Certain elements of the record date it slightly -- Chris (Waitresses) Butler's production, while obviously intended to cast a commercial sheen, is too reverb- and sibilance-heavy, not to mention some gimmicky percussion and synth effects. Overall, though, Like This is every bit as memorable as its predecessors. It's frontloaded with muscular playing and inventive arrangements and boasts some of Holsapple's wittiest, most erudite lyrical examinations of the Venus-Mars condition ever.

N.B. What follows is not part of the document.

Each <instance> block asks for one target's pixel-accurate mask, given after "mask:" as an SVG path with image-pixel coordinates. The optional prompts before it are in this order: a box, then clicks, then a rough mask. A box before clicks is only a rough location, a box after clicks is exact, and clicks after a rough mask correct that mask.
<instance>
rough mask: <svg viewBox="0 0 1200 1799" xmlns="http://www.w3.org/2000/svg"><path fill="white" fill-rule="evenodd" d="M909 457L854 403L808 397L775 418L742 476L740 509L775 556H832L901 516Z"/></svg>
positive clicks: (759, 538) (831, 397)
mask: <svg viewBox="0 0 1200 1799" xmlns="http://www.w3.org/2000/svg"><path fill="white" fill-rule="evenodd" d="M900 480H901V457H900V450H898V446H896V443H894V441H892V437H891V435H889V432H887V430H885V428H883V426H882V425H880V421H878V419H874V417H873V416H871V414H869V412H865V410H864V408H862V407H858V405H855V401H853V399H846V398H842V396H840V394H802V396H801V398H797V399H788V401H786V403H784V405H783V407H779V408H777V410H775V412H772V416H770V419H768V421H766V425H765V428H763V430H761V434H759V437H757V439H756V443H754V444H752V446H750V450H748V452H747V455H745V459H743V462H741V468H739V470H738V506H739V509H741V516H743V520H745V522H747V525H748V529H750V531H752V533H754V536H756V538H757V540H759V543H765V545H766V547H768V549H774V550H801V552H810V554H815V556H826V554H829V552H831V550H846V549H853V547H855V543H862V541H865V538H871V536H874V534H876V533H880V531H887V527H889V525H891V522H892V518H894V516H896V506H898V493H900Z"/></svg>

The record kicks off with insta-anthem "Love Is for Lovers," a soaring slice of pop pulchritude descended from "September Gurls," "Do You Believe In Magic?" and "Don't Fear the Reaper" (check the guitar break). From there the coulda/shoulda-been-hits pile up: "She Got Soul," a spangly rocker that nods to the Yardbirds' "Heart Full of Soul"; the funky, blackly humorous "Amplifier," wherein suicide meets solid state gear; "Rendezvous," a Nuggets-goes-Memphis soul stomp; and an upbeat country-gospel twanger, "White Train," featuring a vocal duet between Holsapple and Rigby.

As with Collectors' Choice's 2001 two-fer CD reissue of the Stamey-era albums, Like This comes with extensive liner notes by journalist Scott Schinder. It also includes non-LP bonus tracks "Darby Hall" and an extended dance mix of "A Spy in the House of Love." And the fresh remastering job means you get to hear all those great period studio effects crackling forth like an "I Love the '80s" segment! (Just kidding.) FYI: The reunited dB's have a new album due sometime this year.